Democrats must pass any and all legislation the President wants to tighten the screws on ordinary Americans, and bolster the President’s right to do what he whatever he wishes. They must appoint a nominee for Attorney General who isn’t sure that water boarding is torture, or that he has to enforce contempt of Congress citation’s against the President’s men and women. They have to continue to fund a war that our intelligence agencies have determined is making us less safe, because otherwise they would fail to support the troops. They must not clutter up that bill with amendments that would help the troops by insuring they had adequate rest and had been adequately re-equipped before redeployment to a war zone. That is what Democrats must do if they don’t want to be called terrorist appeasers, traitors and unamerican scumbags.
Bush, on the other hand, doesn’t have to worry that much about protecting the homeland, at least not if his corporate buddies insist that he roll back security measures against potential terrorist attacks which they consider too onerous:
The Department of Homeland Security yesterday eased rules requiring tens of thousands of U.S. chemical plants to protect their stockpiles from terrorists, pleasing chemical industry lobbyists but disappointing environmentalists and some Democratic lawmakers, who said they will beef up requirements next year. […]
For instance, DHS increased the reporting trigger for stored chlorine from 1,875 pounds to 2,500 pounds, exempting a standard one-ton shipping cylinder used by industry. Insurgents in Iraq have used bombs to disperse liquid chlorine into toxic gas clouds.
DHS also increased the disclosure threshold for ammonium nitrate from 7,500 pounds to 10,000 pounds. That substance was a component in fertilizer-based bombs used in the 1995 Oklahoma City bombing and the 1993 attack on the World Trade Center.
“There are 10 widely recognized ultra-hazardous chemicals. . . . To a chemical, their thresholds increased,” said Rick Hind, legislative director for Greenpeace Toxics Campaign. “When push comes to shove, Homeland Security here folded like a sheet to industry pressure. . . . It’s clear for whom these laws and loopholes were written.” […]

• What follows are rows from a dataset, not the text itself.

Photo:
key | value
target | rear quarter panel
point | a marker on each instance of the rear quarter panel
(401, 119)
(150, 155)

P.J. Crowley, director of homeland security at the Democratic think tank Center for American Progress, said that security standards should be higher than safety standards, “since the risk associated with a deliberate terrorist attack is more severe than the potential for an accidental release.”
House Homeland Security Committee Chairman Bennie G. Thompson (D-Miss.) also said the new regulations are not strong enough. “Putting a Band-Aid on a broken leg is not fixing it,” said Thompson, adding that he expects to press for tougher rules next year.

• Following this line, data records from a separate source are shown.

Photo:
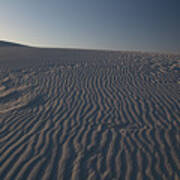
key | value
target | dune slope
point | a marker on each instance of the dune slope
(74, 114)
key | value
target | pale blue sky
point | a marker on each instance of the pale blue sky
(146, 25)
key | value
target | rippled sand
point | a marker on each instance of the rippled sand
(79, 114)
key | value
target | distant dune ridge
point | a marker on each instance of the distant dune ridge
(11, 44)
(82, 114)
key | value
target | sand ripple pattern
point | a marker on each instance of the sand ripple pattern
(91, 115)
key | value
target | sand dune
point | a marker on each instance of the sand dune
(80, 114)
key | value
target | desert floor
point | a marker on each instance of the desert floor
(81, 114)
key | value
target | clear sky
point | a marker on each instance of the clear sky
(146, 25)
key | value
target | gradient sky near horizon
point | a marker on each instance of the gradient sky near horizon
(145, 25)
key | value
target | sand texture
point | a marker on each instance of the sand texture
(81, 114)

Nice to know we can all breathe a lot less easily because the Chemical industry owns the Department of of Homeland Security, lock stock and both barrels. Not that this is much of an issue for Republicans, or even for the Senator from Connecticut (Party for, by and always of Joe Lieberman) who had this to say about the Bush administration’s most recent effort to make us less safe from a devastating terrorist attack:
Sen. Joseph I. Lieberman (I-Conn.), chairman of the Senate’s homeland security panel, called the new rules “good news.” The American Chemistry Council, which represents the nation’s largest chemical companies, including Dow Chemical, DuPont and BASF, also said it “strongly supports” DHS’s approach.
Yes, good news indeed, if you own stock in a chemical company, or receive campaign contributions from them, or from industries that use large quantities of chemicals. For the rest of us? Hey, I just report. You can decide the answer to that question for yourself.